Seared Sesame Tuna by Chef Joseph Macharia Kimani, H&S Chef Of The Month
H&S Chef Of The Month
Interview With H&S Magazine
Who Is Joseph Macharia Kimani?
I am a proud Kenyan chef who has a passion for food and a determination to learn more as well as teach more, all things related to culinary.
Type Of Cuisine?
My style of cooking is based around more of French cuisine, along with the influence of traditional Kenyan ingredients and techniques on my dishes.
What Inspired You To Become A Chef?
I always loved cooking since childhood. I helped my mother most of the time, after school to prepare meals, and since I am her only child, I had to learn how to do things around the house. I would find myself with her in the kitchen and I guess while we were cooking and chatting, I picked ideas on how to cook local foods and I got the passion from her.
What Is The Biggest Challenge You Have Faced In The Culinary Industry?
I think my biggest challenge was during the Covid-19 pandemic period, I as a chef I am always on my feet either cooking or running the kitchen but when the pandemic happened, we all had to stay at home. I hated it and I lost my mind during that period, but what was harder is that we had to slash down a team that I call family. As much as we had to let go of some staff, the bond we had together made me feel like I have lost a family member. I still talk with some, but I really miss having them close to me.
What’s Your Biggest Achievement In The Culinary Industry?

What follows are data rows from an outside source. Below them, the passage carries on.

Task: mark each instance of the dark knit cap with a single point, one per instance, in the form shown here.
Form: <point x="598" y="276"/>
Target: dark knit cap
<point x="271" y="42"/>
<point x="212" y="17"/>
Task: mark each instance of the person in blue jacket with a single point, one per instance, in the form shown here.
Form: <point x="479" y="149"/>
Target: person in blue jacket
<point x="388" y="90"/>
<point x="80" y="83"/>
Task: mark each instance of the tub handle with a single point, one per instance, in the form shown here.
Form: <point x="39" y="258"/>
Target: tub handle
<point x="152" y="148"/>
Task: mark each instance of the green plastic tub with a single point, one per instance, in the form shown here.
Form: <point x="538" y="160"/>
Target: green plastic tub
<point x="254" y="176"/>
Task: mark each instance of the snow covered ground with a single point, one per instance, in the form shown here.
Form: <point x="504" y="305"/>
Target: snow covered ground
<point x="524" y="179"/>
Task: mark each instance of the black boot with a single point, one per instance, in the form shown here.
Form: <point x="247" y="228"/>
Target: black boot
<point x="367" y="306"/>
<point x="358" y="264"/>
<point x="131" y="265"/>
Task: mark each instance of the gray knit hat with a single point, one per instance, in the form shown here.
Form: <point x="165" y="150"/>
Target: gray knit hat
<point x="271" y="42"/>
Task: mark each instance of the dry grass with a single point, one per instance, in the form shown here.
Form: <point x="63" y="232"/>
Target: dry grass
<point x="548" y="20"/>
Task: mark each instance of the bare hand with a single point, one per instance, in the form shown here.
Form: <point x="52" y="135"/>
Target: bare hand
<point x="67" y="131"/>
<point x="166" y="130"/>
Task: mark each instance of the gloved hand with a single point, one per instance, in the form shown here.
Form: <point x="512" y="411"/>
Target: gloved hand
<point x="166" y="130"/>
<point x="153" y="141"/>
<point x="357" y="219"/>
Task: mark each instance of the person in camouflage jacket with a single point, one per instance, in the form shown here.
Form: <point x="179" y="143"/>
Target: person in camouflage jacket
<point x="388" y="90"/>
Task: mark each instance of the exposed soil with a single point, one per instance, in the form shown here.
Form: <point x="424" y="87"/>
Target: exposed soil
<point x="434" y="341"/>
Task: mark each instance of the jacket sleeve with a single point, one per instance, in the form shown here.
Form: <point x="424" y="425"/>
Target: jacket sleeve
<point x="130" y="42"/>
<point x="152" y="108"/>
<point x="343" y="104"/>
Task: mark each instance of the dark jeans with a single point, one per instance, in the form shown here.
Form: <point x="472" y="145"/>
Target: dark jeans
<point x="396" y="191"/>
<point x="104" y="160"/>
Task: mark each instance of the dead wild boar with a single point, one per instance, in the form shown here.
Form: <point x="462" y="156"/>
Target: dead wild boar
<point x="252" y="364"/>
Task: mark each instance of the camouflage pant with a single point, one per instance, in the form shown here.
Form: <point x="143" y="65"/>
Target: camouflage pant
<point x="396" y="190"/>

I am always happy when I go for chef competitions and get to represent myself and my country. I have competed in several of them, IFEX salon chefs competition in Belfast, Bocuse d’Or in Lyon, the heritage cuisine Master Chef in Amritsar, India and many more…
When It comes To Cooking What Is More Important To You The Technique, The Ingredients Or The Creativity?
I would say creativity and proper ingredients makes a great chef, technique you pick up as you keep cooking.
Recipe Of The Week: Seared Sesame Tuna
• 3 Tbsp white sesame seeds
• 3 Tbsp black sesame seeds
• 1 Tbsp finely grated lime zest
• 1 Tbsp minced lemongrass (tender inner part only)
• 1 tsp sweet paprika
• 1 tsp Aleppo pepper flakes or 1/4 teaspoon crushed red pepper
• 1 tsp freshly ground black pepper
• 1 tsp kosher salt
• Six 10-ounce tuna steaks, cut 1/2 inch thick
• ¼ cup vegetable oil, plus more for brushing
• Lime wedges and mayonnaise, for serving
In a small bowl, combine the white and black sesame seeds with the lime zest, lemongrass, paprika, Aleppo pepper, black pepper and salt. Lightly brush the tuna with oil and sprinkle the sesame mixture all over it, pressing to help the crust adhere. Heat 2 tablespoons of vegetable oil in each of 2 large nonstick skillets until the oil is almost smoking. Add the crusted tuna steaks and cook them over moderately high heat until they are slightly pink in the center, about 2 minutes per side.
Dressing The Plate
Transfer the crusted tuna steaks to plates and serve them with lime wedges and mayonnaise.